I grew up in the southeastern corner of Washington state. For those unfamiliar with the state's political geography, the part of Washington state west of the Cascades is considerably more urban and liberal than the (much larger) land area east of the mountains. Those progressive views are among the many reasons I've chosen to live west of the Cascades (whether in Washington or Oregon) for *ALL* of my adult life...
Apparently a community college instructor on the eastern side of Washington state is engaging in some "alternative fact" instruction in a history class, stating that the incarceration of Japanese-Americans during World War II
was not a racist action. Worse yet, the local newspaper there is backing him; they published an op-ed article in support of his actions. When called on
their actions, staff of the paper responded to a reader with juvenile insults. Huffington Post has a good writeup of the situation,
here, and makes some excellent points about free speech, debates, matters of fact, and misguided and damaging assertions about balance and fairness in journalism.

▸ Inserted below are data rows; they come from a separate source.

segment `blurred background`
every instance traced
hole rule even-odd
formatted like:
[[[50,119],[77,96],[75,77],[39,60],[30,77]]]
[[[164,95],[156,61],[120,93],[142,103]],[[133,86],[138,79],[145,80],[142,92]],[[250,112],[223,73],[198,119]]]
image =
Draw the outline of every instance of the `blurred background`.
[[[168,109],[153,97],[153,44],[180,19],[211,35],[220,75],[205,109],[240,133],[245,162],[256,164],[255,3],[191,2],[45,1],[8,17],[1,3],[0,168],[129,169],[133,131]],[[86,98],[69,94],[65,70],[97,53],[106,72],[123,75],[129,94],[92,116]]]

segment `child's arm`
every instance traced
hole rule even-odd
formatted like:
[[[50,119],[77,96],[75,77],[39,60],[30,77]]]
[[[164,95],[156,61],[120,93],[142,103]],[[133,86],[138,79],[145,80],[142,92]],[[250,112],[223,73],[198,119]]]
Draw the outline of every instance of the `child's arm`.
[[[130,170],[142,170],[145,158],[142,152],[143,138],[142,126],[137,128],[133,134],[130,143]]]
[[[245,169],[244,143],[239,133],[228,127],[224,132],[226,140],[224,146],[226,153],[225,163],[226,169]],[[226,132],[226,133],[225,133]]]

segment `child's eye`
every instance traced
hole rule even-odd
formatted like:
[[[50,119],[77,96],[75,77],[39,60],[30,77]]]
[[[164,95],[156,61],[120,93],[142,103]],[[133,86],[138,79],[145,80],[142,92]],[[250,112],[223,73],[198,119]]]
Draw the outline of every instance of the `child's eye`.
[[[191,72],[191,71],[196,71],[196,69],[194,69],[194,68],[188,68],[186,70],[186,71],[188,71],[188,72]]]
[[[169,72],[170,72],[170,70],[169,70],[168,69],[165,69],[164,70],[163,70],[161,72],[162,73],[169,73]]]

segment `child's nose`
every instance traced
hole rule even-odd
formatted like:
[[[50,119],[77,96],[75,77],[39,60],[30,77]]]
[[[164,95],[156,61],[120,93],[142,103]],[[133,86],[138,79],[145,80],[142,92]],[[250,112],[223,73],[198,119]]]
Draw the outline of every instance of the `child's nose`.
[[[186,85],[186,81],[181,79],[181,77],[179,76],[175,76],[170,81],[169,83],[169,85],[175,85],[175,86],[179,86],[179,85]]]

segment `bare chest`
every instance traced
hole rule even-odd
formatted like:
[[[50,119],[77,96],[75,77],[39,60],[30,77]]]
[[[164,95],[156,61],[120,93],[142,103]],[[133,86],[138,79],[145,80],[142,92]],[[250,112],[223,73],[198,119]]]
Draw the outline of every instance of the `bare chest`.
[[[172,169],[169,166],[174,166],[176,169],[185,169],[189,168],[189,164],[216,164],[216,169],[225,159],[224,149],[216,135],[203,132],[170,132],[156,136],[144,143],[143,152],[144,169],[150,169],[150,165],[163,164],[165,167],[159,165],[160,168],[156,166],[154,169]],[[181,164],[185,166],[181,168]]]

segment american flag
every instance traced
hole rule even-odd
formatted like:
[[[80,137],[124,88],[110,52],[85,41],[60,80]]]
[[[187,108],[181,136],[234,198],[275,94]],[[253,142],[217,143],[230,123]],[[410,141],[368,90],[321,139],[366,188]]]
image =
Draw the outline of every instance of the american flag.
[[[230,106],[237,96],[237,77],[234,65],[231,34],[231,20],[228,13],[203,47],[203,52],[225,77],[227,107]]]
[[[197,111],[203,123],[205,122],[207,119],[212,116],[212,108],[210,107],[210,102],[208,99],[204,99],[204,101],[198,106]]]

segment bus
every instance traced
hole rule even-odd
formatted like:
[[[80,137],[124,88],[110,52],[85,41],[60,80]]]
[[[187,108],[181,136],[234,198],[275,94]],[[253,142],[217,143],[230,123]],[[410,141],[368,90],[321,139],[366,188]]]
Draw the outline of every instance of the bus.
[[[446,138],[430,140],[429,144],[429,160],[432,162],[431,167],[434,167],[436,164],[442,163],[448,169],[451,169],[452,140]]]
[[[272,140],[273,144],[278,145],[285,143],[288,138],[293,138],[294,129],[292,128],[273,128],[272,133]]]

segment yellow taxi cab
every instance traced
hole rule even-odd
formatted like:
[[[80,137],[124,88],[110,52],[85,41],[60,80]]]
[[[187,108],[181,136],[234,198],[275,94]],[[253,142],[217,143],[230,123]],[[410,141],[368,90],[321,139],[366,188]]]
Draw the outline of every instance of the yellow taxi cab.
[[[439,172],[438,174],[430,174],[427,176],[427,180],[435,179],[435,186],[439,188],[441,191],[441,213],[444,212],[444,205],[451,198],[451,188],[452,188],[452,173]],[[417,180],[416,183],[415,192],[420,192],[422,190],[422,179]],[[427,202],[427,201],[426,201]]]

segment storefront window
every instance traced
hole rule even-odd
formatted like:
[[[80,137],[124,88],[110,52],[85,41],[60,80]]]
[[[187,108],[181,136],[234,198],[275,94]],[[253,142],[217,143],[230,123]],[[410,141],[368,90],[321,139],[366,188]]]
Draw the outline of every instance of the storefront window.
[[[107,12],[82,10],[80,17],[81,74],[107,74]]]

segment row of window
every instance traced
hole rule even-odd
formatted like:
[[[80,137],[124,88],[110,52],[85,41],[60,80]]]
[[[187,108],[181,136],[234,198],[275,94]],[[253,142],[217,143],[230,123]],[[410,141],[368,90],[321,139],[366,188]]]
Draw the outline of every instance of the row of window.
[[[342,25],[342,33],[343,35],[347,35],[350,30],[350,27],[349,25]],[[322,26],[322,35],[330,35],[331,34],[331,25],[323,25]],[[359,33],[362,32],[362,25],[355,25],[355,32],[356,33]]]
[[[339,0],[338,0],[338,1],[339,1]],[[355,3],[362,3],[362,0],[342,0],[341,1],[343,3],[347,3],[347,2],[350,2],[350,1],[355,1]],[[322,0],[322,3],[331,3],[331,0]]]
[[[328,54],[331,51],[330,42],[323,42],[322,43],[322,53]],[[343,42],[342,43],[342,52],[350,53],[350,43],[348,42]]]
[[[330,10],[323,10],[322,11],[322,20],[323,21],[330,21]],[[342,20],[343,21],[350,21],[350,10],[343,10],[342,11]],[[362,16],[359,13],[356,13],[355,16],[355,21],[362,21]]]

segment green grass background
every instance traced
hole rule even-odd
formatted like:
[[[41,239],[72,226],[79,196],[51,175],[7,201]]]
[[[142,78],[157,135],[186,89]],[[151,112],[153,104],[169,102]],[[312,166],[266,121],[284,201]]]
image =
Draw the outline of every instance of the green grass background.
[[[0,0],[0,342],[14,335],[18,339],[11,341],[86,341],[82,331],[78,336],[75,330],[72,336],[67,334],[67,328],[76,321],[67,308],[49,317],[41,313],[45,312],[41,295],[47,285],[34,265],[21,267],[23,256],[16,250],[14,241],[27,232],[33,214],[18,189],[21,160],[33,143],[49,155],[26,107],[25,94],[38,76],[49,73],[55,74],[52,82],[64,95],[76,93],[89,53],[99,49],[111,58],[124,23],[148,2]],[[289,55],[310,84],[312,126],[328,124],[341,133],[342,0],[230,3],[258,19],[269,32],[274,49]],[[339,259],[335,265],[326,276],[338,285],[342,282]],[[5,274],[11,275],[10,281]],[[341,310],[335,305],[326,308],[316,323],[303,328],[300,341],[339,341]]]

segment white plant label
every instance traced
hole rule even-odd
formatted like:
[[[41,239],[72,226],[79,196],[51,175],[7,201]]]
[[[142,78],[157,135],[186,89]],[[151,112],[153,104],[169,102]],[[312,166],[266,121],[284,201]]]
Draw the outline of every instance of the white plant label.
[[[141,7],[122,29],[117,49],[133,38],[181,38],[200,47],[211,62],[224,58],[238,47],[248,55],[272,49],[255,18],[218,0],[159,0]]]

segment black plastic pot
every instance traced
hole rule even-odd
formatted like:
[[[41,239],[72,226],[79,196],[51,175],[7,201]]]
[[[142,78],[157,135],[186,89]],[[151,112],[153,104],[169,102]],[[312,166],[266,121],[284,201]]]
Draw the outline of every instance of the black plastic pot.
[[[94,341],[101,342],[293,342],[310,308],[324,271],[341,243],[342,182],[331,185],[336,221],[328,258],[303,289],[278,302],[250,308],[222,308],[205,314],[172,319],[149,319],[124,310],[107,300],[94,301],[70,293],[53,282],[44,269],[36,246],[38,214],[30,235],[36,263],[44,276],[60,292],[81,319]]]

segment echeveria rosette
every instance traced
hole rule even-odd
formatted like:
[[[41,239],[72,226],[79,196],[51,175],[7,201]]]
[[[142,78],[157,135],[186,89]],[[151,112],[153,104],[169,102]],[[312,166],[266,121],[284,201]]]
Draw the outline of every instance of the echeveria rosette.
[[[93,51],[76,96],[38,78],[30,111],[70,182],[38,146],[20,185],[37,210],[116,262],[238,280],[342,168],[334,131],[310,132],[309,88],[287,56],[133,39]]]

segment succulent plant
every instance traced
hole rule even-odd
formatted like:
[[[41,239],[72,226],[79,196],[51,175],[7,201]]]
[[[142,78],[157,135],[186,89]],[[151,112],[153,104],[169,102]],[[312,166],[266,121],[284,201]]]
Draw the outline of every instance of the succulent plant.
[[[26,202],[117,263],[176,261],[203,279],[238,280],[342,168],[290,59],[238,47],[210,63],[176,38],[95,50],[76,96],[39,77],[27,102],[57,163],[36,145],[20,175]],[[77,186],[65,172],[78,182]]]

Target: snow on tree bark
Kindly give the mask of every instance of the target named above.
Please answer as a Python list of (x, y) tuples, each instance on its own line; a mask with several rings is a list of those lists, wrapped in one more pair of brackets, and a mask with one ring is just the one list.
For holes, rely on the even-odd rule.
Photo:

The reason I titled this, "NIMBY? Just the opposite..." is that
the internments happened right here. Thousands of Japanese-Americans - most of them women and children - who lived in the Puget Sound area were deprived of their homes and livelihoods, and were forcibly transported hundreds or thousands of miles away, many of them with almost no time to pack any personal belongings. That someone on the other side of this state would "whitewash" the U.S. government's illegal, unjust, misguided actions, and that his local newspaper would back his position, is sickening, and its implications are frightening.
I don't want it to happen again. Not in my backyard, not anywhere in my country, not to anyone.